52

Esperaba que el Alcaudón se hubiera ido cuando llegamos a la calle costera de Mashhad, poco antes del alba de ese último y ominoso día. No se había ido.

Nos paramos en seco al ver esa escultura de cromo de tres metros de altura en nuestra balsa. Estaba en la misma posición que yo la había visto la noche anterior. Entonces yo había retrocedido cautelosamente, apuntando con el rifle. Ahora me aproximé cautelosamente, alzando el rifle.

—Calma —dijo Aenea, apoyándome la mano en el brazo.

—¿Qué diantres quiere? —dije, quitando el seguro del rifle. Metí un cartucho de plasma en la recámara.

—No lo sé —dijo Aenea—. Pero tu arma no lo lastimará.

Me relamí los labios y miré a la niña.

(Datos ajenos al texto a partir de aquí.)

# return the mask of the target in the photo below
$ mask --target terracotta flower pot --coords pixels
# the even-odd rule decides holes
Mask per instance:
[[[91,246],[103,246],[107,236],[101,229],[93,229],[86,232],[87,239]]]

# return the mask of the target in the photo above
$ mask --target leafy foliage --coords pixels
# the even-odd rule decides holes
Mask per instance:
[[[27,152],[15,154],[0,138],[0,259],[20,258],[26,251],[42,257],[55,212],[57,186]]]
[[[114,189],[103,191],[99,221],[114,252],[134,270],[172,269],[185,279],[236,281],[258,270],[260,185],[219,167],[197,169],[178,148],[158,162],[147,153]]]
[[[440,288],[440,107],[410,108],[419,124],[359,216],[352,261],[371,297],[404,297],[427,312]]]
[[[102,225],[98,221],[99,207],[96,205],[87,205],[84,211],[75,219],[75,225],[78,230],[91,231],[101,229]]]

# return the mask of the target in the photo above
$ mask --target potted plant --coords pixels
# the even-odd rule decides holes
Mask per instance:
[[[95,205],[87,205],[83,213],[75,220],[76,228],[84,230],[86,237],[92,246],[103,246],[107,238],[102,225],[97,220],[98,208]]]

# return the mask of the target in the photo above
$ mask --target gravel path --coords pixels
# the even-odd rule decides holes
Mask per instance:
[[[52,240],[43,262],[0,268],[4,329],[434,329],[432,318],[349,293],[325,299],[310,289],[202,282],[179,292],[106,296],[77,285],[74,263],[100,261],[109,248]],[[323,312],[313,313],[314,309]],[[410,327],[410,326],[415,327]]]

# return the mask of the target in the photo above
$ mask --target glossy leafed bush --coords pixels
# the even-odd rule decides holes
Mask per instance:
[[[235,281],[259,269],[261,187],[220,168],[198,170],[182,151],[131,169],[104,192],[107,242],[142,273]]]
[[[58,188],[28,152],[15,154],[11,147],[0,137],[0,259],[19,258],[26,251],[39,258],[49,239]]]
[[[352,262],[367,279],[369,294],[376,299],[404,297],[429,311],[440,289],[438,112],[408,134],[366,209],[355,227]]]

Quería decirle que un rayo de plasma lastimaría cualquier cosa que no estuviera envuelta en veinte centímetros de blindaje de impacto de tiempos de la Red. Aenea estaba pálida y tensa. Tenía ojeras. No dijo nada.

—Bien —dije, bajando el rifle—, no podemos abordar la balsa mientras esa cosa esté allí.

Aenea me estrujó el brazo y lo soltó.

—Tenemos que hacerlo.

Echó a andar hacia el muelle de hormigón.

Miré a A. Bettik, a quien la idea parecía gustarle tan poco como a mí. Ambos echamos a trotar para alcanzar a la niña.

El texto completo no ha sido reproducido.